The name of the latest addition to the Royal Family, Her Royal Highness Princess Charlotte of Cambridge to give her full title, was announced today to be Charlotte Elizabeth Diana. Congratulations to the Cambridges on their new daughter.

Within hours eBay is full of mugs, photos, pillows, fridge magnets, and all manner of merchandise commemorating the Royal birth. Whatever your views of the Royal Family it’s indisputable that many people in the country and around the world will be eager to purchase a souvenir, if only in the hope that one day it might attain a monetary value, although in the past that’s been proven doubtful.

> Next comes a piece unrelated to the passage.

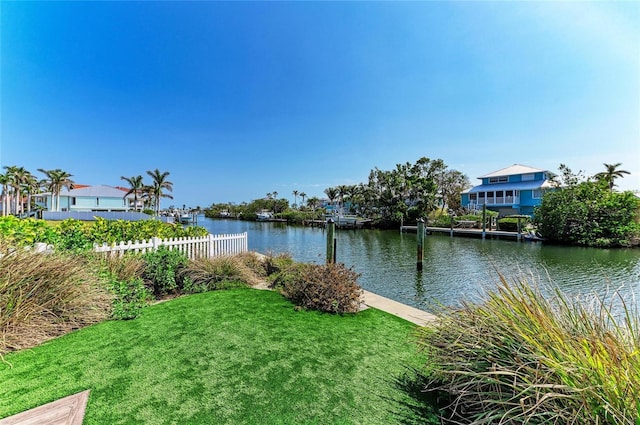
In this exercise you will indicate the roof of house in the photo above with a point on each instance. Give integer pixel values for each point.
(101, 191)
(512, 170)
(528, 185)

Princess Charlotte Elizabeth Diana

If you’re one of the people flogging some souvenir merchandise, a word of warning. If you’re not using your own images then the chances are high that you’re abusing someone else’s copyright. Of course some reputable sellers may have paid to use the images, but it’s a pretty fair assumption (especially on a Bank Holiday) that most haven’t.

Copyright issues

The legal position governing the use, for commercial purposes, of images of Members of the Royal Family on articles for sale is quite liberal… “The Lord Chamberlain’s Office will not generally seek to oppose the use of images of Members of the Royal Family on certain articles which are for sale, providing they are of a permanent kind, free from advertisement, in good taste, carry no implication that the firm concerned has received Royal Custom or approval, and are not in contravention of any trademark or copyright“.

That all sounds pretty good, apart from the last 10 words, do you own the copyright to the images you’re using or do they belong to someone else?

A quick glance at the eBay listings and the images all appear to have been grabbed from newspaper websites or Royal Websites announcing the birth. These images are all owned by the photographers that shot them, or the company that they’re employed by or sold them to. If you’re using them without paying for them then you could be sued.

Even if you nicked the photos from a Royal website the photos are still under copyright, for instance the website carries the warning “Copyright in all photographs on the site belongs to the Press Association unless otherwise stated“.

Ultimately the only way to ensure you can’t be sued is to use photographs you’ve shot yourself or photographs you’ve for which you’ve paid to use for commercial purposes. Anything else is illegal so if you’re thinking of buying some commemorative merchandise spend a bit more and buy something using properly licensed images.